Mesirov, a former president of the Association for Women in Mathematics, is a fellow of the American Association for the Advancement of Science (AAAS), the American Mathematical Society (AMS), and the International Society for Computational Biology (ISCB).

Mesirov received her B.A. in mathematics from the University of Pennsylvania. She earned her M.A. and Ph.D. in mathematics from Brandeis University.


neville owenNeville Owen, Ph.D., Baker IDI Heart and Diabetes Institute

Neville is a National Health and Medical Research Council of Australia Senior Principal Research Fellow, Head of the Behavioural Epidemiology Laboratory at the Baker Institute and Distinguished Professor in Health Sciences at Swinburne University of Technology in Melbourne, Australia. His research deals with preventing type 2 diabetes, cardiovascular disease and cancer, through understanding and influencing physical inactivity and sedentary behavior (too little exercise and too much sitting). His program includes studies on behavioural measurement, epidemiological and experimental analyses of the health consequences of sedentary behaviors, and identifying new opportunities for disease prevention through environmental and policy initiatives. He has published some 500 peer-reviewed papers and book chapters and has co-edited a new book: Sedentary Behavior and Health (Human Kinetics, 2017).

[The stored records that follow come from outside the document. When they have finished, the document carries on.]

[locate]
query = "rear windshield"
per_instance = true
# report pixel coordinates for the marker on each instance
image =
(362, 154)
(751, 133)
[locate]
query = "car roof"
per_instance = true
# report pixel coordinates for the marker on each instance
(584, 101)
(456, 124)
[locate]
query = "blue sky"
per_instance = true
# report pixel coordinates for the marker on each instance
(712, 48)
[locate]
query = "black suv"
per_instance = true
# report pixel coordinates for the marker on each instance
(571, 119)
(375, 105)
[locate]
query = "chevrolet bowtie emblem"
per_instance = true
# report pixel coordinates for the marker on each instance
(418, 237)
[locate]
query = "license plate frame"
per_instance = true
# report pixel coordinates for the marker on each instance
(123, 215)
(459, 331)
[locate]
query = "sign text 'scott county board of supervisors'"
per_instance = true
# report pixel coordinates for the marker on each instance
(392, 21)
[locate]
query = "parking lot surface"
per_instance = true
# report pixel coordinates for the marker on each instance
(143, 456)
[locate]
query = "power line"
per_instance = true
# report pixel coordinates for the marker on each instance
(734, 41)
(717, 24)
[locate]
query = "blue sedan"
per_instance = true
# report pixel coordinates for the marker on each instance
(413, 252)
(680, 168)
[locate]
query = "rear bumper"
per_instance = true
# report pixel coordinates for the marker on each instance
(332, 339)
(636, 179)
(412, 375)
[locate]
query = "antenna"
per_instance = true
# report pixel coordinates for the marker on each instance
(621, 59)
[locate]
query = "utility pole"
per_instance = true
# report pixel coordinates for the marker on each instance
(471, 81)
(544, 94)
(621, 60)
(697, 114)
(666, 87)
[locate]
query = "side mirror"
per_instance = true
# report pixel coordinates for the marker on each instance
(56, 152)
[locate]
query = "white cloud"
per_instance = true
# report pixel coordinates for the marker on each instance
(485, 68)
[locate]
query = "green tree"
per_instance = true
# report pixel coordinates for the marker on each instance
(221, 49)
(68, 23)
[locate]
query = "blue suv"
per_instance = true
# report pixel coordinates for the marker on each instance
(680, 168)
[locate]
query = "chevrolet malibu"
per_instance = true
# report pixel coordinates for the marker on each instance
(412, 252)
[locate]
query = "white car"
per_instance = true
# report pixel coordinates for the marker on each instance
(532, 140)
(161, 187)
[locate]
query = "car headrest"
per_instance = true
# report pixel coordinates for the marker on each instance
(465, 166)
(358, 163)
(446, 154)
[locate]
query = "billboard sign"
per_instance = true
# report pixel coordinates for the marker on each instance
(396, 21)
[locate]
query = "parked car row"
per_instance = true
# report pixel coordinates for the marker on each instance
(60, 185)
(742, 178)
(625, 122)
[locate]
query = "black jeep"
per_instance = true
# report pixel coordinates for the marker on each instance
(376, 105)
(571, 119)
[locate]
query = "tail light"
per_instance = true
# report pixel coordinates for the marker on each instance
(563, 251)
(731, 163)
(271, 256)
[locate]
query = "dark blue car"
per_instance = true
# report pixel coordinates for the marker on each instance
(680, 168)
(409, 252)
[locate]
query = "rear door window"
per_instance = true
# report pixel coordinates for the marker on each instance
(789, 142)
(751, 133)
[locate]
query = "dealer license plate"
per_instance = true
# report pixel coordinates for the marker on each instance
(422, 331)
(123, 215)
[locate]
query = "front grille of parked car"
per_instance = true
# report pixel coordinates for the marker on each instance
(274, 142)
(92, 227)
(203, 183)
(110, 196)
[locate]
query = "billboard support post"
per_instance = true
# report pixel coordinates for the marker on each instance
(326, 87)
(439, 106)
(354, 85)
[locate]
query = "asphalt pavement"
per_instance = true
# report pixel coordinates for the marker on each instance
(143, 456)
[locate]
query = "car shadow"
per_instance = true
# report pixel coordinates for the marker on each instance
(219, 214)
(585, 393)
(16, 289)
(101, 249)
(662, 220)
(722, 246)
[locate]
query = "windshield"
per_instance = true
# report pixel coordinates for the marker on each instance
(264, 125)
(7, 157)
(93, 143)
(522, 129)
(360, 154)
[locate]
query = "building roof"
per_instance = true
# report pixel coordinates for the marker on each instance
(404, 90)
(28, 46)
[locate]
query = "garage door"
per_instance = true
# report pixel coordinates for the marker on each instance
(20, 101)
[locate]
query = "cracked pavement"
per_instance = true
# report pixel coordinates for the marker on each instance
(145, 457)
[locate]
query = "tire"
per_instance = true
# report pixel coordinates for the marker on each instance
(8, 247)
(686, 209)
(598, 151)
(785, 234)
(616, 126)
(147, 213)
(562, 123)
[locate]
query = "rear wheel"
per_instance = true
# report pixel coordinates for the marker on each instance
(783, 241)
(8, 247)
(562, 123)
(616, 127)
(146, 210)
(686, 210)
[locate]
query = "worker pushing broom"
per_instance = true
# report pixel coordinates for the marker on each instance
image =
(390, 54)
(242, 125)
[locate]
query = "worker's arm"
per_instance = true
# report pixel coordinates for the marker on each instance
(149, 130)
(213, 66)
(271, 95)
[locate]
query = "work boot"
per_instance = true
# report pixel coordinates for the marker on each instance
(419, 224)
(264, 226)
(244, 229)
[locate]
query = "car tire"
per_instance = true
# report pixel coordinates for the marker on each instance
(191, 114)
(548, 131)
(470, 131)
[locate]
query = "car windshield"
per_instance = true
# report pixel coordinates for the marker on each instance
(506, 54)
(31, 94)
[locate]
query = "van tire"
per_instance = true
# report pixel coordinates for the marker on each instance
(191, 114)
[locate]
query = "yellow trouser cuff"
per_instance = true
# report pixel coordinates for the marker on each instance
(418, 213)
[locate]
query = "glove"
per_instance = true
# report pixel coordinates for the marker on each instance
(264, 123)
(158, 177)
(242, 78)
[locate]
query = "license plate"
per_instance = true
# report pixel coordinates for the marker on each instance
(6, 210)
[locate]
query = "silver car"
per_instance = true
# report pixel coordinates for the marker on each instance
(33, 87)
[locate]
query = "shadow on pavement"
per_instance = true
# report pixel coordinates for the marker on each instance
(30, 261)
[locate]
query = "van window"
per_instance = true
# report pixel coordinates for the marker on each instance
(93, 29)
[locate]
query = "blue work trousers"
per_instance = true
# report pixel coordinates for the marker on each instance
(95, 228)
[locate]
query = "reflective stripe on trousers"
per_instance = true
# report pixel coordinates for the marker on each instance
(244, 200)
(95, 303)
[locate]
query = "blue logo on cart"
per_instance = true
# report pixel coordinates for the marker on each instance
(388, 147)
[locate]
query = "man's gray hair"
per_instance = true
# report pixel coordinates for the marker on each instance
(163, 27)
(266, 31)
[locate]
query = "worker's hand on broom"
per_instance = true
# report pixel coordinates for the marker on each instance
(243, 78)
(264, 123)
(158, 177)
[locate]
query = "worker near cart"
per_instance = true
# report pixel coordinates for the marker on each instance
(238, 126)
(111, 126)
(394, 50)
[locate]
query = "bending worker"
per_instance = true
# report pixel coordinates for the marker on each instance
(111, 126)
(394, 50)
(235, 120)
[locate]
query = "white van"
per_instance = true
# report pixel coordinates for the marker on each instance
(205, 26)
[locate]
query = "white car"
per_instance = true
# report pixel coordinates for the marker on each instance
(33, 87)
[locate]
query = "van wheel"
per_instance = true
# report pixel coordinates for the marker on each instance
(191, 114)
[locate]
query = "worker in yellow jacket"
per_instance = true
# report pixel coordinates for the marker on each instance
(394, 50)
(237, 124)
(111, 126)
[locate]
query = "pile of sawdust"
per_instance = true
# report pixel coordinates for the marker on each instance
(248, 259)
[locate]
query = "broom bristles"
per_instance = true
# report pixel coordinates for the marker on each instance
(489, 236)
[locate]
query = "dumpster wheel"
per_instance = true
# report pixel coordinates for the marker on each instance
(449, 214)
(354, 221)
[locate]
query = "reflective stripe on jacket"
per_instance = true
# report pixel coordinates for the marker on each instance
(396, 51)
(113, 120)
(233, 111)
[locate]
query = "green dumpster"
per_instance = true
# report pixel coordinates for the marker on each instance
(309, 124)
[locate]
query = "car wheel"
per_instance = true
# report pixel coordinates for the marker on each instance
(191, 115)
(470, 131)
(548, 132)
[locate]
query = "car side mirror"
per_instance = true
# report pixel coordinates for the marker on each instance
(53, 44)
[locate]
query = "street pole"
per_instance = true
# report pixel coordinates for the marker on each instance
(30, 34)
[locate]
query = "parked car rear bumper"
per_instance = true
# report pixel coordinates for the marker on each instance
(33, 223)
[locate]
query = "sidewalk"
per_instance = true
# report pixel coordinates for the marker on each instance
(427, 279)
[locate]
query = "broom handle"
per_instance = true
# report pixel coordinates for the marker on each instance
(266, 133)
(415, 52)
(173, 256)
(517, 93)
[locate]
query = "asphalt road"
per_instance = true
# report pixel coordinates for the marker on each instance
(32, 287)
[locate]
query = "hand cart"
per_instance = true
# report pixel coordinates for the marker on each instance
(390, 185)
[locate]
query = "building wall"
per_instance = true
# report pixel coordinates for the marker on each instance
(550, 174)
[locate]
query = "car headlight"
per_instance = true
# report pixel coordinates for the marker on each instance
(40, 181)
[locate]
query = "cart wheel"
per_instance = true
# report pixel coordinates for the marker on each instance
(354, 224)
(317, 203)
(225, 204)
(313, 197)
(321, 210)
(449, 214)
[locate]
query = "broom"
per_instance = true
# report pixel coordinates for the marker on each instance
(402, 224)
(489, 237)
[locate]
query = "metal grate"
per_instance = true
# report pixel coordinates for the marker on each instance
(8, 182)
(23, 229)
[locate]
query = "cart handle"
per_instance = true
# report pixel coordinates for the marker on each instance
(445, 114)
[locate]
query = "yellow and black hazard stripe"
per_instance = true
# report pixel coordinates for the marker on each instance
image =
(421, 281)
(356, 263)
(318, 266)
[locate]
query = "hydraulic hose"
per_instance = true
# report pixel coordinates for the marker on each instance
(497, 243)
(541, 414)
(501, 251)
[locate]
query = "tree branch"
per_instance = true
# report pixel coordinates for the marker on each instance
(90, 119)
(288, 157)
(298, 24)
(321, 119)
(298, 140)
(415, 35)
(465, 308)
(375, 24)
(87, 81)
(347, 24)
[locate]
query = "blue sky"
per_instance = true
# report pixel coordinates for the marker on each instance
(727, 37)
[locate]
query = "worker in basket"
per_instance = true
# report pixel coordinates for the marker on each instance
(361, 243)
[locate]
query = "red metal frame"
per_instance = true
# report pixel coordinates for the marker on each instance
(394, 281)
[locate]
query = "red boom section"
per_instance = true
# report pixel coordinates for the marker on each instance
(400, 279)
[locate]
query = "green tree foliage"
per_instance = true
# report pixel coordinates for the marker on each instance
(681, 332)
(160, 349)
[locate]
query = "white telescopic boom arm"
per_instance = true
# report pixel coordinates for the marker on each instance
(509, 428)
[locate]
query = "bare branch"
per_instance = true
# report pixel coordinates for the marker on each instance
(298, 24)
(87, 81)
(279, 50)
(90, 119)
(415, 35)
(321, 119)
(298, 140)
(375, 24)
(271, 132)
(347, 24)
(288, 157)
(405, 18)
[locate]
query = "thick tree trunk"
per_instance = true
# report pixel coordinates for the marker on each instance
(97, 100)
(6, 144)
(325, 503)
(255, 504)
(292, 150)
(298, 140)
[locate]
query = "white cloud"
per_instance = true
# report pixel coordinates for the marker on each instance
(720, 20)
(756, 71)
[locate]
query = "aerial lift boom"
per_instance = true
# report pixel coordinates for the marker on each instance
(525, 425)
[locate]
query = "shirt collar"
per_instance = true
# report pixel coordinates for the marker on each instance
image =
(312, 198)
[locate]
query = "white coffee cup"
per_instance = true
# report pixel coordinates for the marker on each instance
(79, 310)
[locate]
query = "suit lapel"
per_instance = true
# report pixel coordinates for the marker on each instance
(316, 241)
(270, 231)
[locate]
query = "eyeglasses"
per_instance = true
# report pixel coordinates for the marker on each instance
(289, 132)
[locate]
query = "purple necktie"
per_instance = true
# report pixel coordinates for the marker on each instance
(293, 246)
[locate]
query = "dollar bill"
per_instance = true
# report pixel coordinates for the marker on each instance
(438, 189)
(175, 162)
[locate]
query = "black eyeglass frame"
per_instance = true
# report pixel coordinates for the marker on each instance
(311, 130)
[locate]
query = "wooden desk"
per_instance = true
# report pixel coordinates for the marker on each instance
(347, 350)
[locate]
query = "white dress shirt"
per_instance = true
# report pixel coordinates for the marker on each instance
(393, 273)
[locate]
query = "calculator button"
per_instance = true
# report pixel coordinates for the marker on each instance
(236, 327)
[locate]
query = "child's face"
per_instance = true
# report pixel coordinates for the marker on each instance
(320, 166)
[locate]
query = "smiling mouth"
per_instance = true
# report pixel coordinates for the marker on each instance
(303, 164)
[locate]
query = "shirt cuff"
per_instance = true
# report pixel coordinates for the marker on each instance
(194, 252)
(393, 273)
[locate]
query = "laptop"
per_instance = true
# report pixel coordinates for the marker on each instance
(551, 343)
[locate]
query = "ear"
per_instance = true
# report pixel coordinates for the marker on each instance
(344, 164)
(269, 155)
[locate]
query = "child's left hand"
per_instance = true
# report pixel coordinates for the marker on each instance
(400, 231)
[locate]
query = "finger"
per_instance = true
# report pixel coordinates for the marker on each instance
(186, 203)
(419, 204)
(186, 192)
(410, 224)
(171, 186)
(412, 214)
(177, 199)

Owen's research findings contribute broadly to improving population health and healthy ageing through informing innovations in transport, urban planning, workplace policy, and health care.


John Shyy

John Y-J. Shyy, M.D., University of California, San Diego

Dr. John Y-J. Shyy is Professor of Medicine in the Division of Cardiology, Department of Medicine at University of California, San Diego (UCSD). He was trained as a vascular biologist and has been working on the effects of hemodynamic forces, in particular, shear stress on the endothelium with emphasis on the etiology of atherosclerosis. His lab has established a wide range of the experimental approaches encompassing molecular, cellular, and bioengineering techniques coupled with multiple knockout and transgenic animal models to study endothelial response to various physiological and pathophysiological flows. Recently, Dr. Shyy and his colleagues launched new projects to investigate molecular mechanisms by which systemic inflammatory insults such as those involved in rheumatoid arthritis and Kawasaki Disease (KD) affect endothelial innate immunity in disease. These new projects heavily rely on the newly developed genomics, proteomics, bioinformatics tools, and next generation sequencing (NGS). Closely related to cardiovascular diseases in general, Dr. Shyy's research is also translationally relevant.